Política

Vereador denuncia manutenção de contratos temporários enquanto concursados aguardam nomeação em Divinópolis

Durante a reunião ordinária da Câmara Municipal de Divinópolis, realizada na quinta-feira (11), o vereador Vítor Costa (PT) denunciou que a Prefeitura continua mantendo contratos temporários e terceirizações em diversas áreas, mesmo após a realização do que a gestão classificou como “o maior concurso da história da cidade”. Segundo ele, candidatos aprovados seguem sem nomeação, o que gera prejuízos para os trabalhadores e para a administração pública.

De acordo com o parlamentar, a prática causa impacto direto no Diviprev, o Regime Próprio de Previdência Social do município. Como os contratados temporários não contribuem para o sistema, o déficit aumenta e compromete a sustentabilidade do fundo, colocando em risco a aposentadoria dos servidores efetivos. “Esse modelo enfraquece o regime e penaliza quem já está em atividade e quem conquistou sua vaga por mérito”, afirmou.

Um dos casos destacados por Vítor Costa foi o dos coveiros.
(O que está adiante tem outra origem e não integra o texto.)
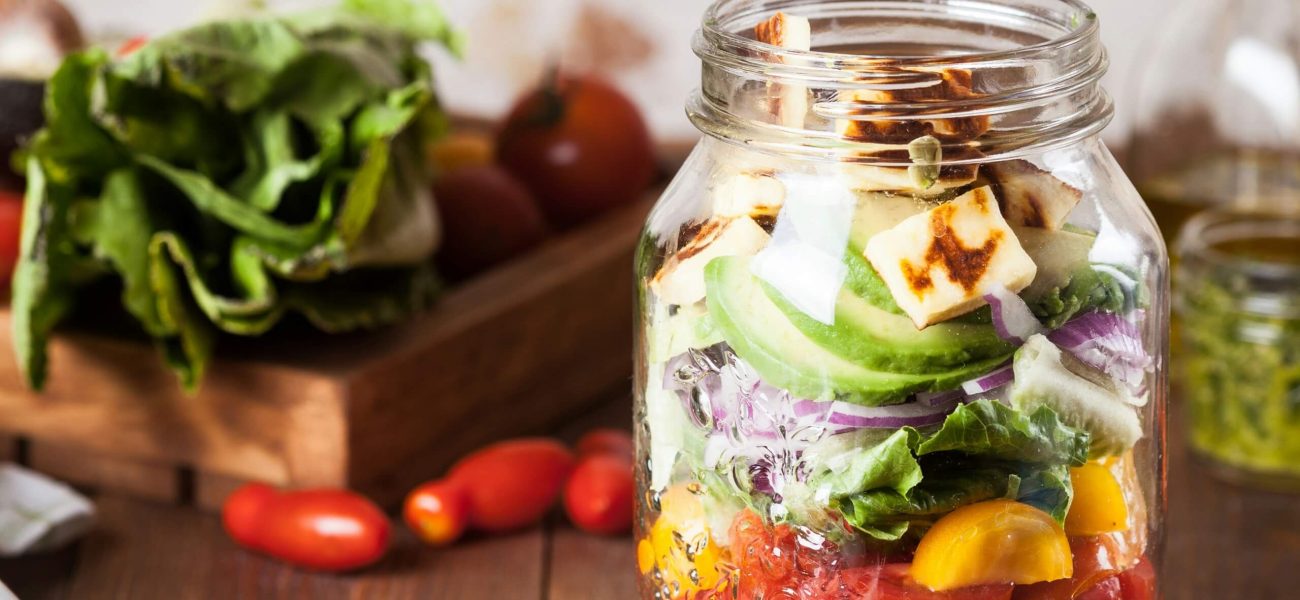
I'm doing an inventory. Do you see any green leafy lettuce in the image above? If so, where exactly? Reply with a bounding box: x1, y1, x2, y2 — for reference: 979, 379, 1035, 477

Atualmente, apenas oito profissionais estão em atividade para atender uma cidade com aproximadamente 240 mil habitantes e dez cemitérios. A média mensal é de 120 sepultamentos, mas quatro dos trabalhadores encontram-se afastados por problemas de saúde relacionados à sobrecarga física e psicológica. Mesmo diante dessa carência, aprovados no concurso para a função continuam aguardando a nomeação.
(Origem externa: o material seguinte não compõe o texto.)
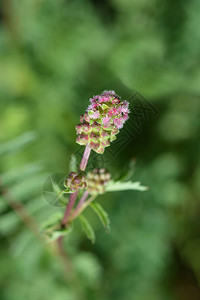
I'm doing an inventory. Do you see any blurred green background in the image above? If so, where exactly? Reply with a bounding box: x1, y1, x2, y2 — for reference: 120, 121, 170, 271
0, 0, 200, 300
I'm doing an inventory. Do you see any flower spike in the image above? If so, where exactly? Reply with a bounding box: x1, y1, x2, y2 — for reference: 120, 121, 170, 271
76, 91, 130, 154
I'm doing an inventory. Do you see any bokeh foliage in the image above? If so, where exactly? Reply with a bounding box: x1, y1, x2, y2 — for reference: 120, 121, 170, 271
0, 0, 200, 300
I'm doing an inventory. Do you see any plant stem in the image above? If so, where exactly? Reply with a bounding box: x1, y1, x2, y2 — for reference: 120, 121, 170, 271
72, 191, 89, 218
61, 191, 78, 226
61, 144, 91, 226
79, 144, 91, 171
70, 196, 96, 221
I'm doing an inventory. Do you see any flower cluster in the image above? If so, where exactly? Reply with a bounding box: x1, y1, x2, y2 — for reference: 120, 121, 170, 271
64, 172, 87, 193
76, 91, 129, 154
87, 169, 111, 195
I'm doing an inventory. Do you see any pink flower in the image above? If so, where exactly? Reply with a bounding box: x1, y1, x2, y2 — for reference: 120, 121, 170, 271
90, 111, 100, 120
102, 117, 111, 125
108, 107, 117, 117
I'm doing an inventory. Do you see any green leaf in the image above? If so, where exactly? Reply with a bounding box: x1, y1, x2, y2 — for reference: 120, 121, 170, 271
69, 154, 78, 172
41, 213, 72, 242
106, 180, 148, 192
116, 159, 136, 181
90, 202, 110, 231
47, 226, 72, 242
79, 215, 95, 244
102, 103, 109, 110
0, 131, 37, 155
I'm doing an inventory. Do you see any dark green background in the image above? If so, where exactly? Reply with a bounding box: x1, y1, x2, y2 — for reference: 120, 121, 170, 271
0, 0, 200, 300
O vereador criticou a postura da administração, que, segundo ele, não encontra respaldo legal ou moral. “Se há demanda e há concursados aprovados, não existe justificativa para a omissão da gestão”, declarou. Ele também orientou que os candidatos que se sentirem prejudicados registrem denúncias no Ministério Público sempre que forem chamados apenas para contratos temporários.

Além da fala em plenário, Vítor Costa informou que vai apresentar requerimentos pedindo esclarecimentos formais à Prefeitura sobre a demora nas nomeações. O objetivo é obter informações sobre o cronograma de convocações e o motivo da manutenção de contratos em áreas já contempladas no concurso.
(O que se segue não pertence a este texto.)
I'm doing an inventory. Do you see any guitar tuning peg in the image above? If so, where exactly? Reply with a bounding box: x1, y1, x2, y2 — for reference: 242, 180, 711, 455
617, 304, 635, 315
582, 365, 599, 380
O parlamentar garantiu que seguirá cobrando soluções e reforçou a importância de valorizar o concurso público como instrumento de justiça e eficiência. “Não podemos aceitar que contratos e terceirizações se tornem regra, enquanto os servidores concursados aguardam para assumir suas funções. Isso é injusto com os trabalhadores e prejudicial para toda a cidade”, concluiu.